After a five-year court battle, the KwaZulu-Natal High Court in Durban ruled on Tuesday that Vela Shembe is the rightful leader of the church, which is commonly known as Shembe.

The battle for supremacy of the multi-million member church had been in court since its leader Vimbeni Shembe's death in March 2011. His son, Mduduzi, and Vimbeni's cousin, Vela, both claimed to be his rightful heirs.

In line with the church's constitution, which was adopted in 1999, Vimbeni nominated his successor in writing and left the deed of nomination with his attorney, Zwelabantu Buthelezi.

Buthelezi read out the deed of nomination during Vimbeni's funeral in April 2011. In it, Vela was named as his successor.

10 000 followers

However, Vimbeni's childhood friend, Inkosi Mqoqi Ngcobo, announced that Vimbeni's son, Mduduzi, was the rightful heir to the throne.

The announcement prompted Vela to approach the court, as he believed Ngcobo and others were trying to rob him of what was rightfully his.

Mthethwa said the first task that Vela faced was uniting the church.

"The challenge here is that Mduduzi has more than four million followers and we are in the minority, with about 10 000 followers. It is going to be extremely tough."

However, Mthethwa said Vela and his supporters were happy that the historic judgment had vindicated late leader Vimbeni Shembe.

"Our main aim for taking this to court was because we wanted to preserve the legacy and integrity of the late leader," said Mthethwa.

A question of loyalty

Legally this means Vela is the legitimate leader of the church as pronounced on Tuesday.

"Anything said by anyone else but Vela will not be recognised pending the outcome of the appeal next year. Inkosi Vela's word will be final on all matters going forward."

"Those who refuse to accept will need to do a thorough introspection and interrogate where their loyalties really lie. Are they really with the late leader Inkosi Vimbeni who nominated Vela as his successor?"

Mthethwa said all those who accept the outcomes of the judgment would be allowed back into the church.

"We will not purge anyone. Those that are in senior positions will remain in their positions because we are a religious organisation, not a political one."

Broken relationship

Responding to questions, Mthethwa said the family was hoping to mend the broken relationship between the late leader's son and his cousin.

"Yesterday Vela tried to reach out to Mduduzi, but Mduduzi left too quickly. We are going to, through our lawyers, speak to his lawyers to ask if we can meet with him so that the two leaders can mend the relationship, because before Vimbeni died, the two were close. The problem is that the clergy is too protective of Mduduzi."
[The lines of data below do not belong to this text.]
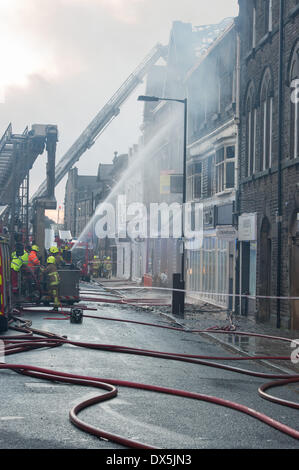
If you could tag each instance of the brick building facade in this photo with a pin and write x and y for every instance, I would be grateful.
(212, 169)
(269, 159)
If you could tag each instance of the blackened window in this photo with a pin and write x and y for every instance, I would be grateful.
(250, 132)
(294, 118)
(266, 121)
(194, 181)
(225, 168)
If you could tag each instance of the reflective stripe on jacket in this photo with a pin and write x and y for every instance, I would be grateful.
(16, 263)
(25, 258)
(53, 278)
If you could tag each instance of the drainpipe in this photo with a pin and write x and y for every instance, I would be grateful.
(279, 182)
(237, 281)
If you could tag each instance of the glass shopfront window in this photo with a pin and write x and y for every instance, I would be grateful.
(208, 270)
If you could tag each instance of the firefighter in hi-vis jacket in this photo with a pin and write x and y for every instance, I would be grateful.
(53, 280)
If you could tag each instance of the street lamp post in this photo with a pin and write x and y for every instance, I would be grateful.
(178, 298)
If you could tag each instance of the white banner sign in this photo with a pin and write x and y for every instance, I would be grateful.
(248, 227)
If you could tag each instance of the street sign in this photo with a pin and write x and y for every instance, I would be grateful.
(226, 232)
(248, 227)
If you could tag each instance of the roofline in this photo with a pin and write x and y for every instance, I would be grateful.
(217, 41)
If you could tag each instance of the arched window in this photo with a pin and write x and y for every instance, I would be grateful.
(266, 101)
(250, 131)
(294, 120)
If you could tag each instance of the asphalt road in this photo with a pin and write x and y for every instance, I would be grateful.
(34, 413)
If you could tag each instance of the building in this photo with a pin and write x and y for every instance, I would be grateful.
(84, 194)
(269, 160)
(78, 201)
(163, 138)
(212, 173)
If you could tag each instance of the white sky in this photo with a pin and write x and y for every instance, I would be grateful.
(61, 60)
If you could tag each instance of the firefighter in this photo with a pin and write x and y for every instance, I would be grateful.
(108, 267)
(16, 266)
(54, 251)
(95, 267)
(53, 281)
Mthethwa said if the two reconciled, Vela would consider lowering the amount that needed to be recouped for the legal costs.
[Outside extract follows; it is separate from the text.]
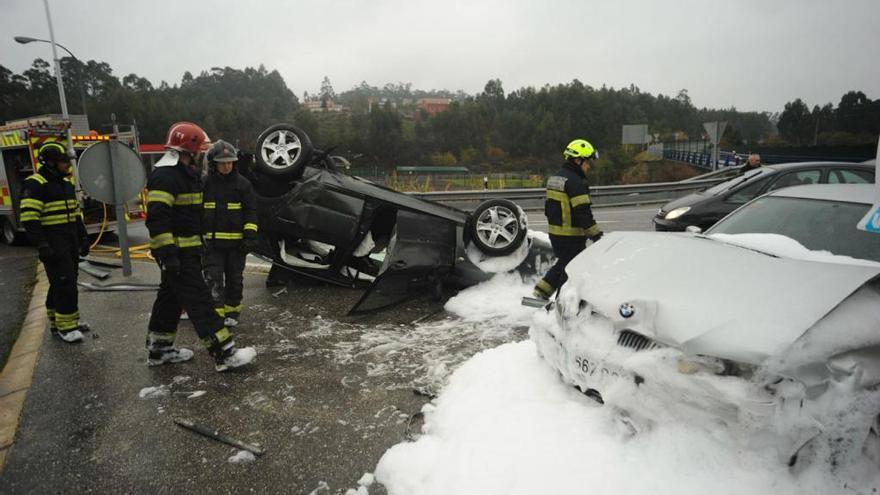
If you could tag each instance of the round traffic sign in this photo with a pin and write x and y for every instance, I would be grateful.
(108, 165)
"Currently we might have to recoup R18m and this is before the matter goes to the appeals court next year. If the two reconcile we will try and persuade the church, which is footing the legal costs, to lower the amount of money he has to pay back.

"At the end of the day, Mduduzi is Vimbeni's son and Vela is Vimbeni's cousin-brother, they are family and we don't want the family or the church to be poor," said Mthethwa.